Le trickster est-il forcément une figure négative dans les mythes ?
Non. Le trickster n’est ni entièrement négatif ni complètement positif. Il ment, trahit, perturbe, mais ces actes déclenchent souvent des transformations nécessaires : vols du feu, de la lumière, remise en cause de l’ordre figé. Loki provoque le Ragnarök, Hermès vole les troupeaux d’Apollon mais invente la lyre, le Corbeau obtient le soleil pour les humains. Sa fonction n’est pas morale, elle est dynamique : il introduit du mouvement là où tout risquait de se scléroser.

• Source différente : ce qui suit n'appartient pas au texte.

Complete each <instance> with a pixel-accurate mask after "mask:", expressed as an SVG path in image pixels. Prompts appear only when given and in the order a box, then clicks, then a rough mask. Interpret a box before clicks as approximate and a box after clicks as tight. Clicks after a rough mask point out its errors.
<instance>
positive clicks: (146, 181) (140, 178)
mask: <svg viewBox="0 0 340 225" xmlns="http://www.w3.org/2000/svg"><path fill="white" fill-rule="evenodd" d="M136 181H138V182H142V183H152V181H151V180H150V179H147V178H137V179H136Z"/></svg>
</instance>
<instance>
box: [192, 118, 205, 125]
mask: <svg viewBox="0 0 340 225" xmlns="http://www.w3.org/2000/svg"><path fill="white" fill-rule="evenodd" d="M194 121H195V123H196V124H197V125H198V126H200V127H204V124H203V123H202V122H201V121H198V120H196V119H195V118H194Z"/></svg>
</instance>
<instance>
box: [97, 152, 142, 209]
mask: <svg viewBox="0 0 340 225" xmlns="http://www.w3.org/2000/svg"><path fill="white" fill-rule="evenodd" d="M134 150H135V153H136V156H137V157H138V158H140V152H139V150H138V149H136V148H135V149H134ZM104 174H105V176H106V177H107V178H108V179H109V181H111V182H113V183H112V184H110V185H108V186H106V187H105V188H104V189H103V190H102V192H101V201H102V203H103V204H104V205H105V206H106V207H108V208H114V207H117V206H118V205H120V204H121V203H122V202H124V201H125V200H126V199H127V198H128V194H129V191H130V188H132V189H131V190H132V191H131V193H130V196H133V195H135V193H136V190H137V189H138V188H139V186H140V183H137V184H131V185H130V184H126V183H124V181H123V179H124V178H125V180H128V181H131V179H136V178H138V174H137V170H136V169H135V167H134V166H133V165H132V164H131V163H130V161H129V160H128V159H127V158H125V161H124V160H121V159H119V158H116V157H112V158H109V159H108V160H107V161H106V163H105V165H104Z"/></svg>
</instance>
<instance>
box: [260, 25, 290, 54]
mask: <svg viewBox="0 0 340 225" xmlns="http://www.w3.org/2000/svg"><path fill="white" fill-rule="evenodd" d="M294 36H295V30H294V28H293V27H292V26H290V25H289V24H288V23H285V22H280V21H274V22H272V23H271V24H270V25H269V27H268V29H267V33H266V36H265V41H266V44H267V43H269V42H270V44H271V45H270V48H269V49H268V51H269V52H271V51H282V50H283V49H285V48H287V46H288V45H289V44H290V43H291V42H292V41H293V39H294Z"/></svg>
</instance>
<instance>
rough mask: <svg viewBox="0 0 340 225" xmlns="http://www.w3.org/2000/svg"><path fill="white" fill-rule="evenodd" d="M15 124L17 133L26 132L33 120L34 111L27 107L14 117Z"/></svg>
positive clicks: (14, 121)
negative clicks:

Pourquoi retrouve-t-on des figures de type Loki, Hermès ou Corbeau dans autant de cultures différentes ?
Cette récurrence renvoie à un archétype universel. Les sociétés ont besoin de symboliser la tension entre ordre et désordre, lois et transgression. En créant des personnages comme Loki, Hermès, le Corbeau, Bamapana ou Susanowo, elles donnent un visage à cette force qui dérange mais rend possible le changement. Les analyses en mythologie comparée montrent que, sous des masques variés, le même schéma revient : un être rusé, ambigu, bouffon et parfois tragique, qui fait avancer l’histoire en la compliquant.
Quel lien existe-t-il entre le trickster mythologique et la psychologie individuelle ?
Dans la lecture jungienne, le trickster est un archétype de l’inconscient collectif, proche de l’ombre. Il se manifeste dans les rêves, les lapsus, les comportements de sabotage ou de transgression. Mal intégré, il peut mener au chaos intérieur, à la répétition d’erreurs et à la provocation stérile. Reconnu et travaillé, il devient au contraire source de créativité, d’humour, de capacité à contourner des règles absurdes et à remettre en question les évidences. Il représente la part de soi qui refuse les rôles trop rigides.
Comment repérer la présence du trickster dans la culture contemporaine ?
On le retrouve dans les figures de clown politique, d’antihéros de séries, de hackers, d’artistes subversifs ou de comiques qui tournent en dérision les puissants. Toute figure qui joue avec les règles établies, brouille les frontières entre sérieux et rire, et révèle les contradictions d’un système prolonge le rôle de Loki, Hermès ou du Corbeau. Le trickster moderne n’est plus forcément un dieu, mais il garde la même fonction : déranger pour révéler.
Peut-on se passer du trickster dans une société très organisée ?
Une société peut tenter de l’exclure, en punissant toute forme de subversion et en sacralisant ses normes. Mais alors, le trickster revient par des voies détournées : crises inattendues, scandales, effondrements soudains. Le mythe rappelle ainsi une loi plus profonde : l’ordre absolu est une illusion dangereuse. Il faut une part de désordre, incarnée par ces messagers du chaos, pour éviter que le système ne se ferme sur lui-même et ne se détruise de l’intérieur.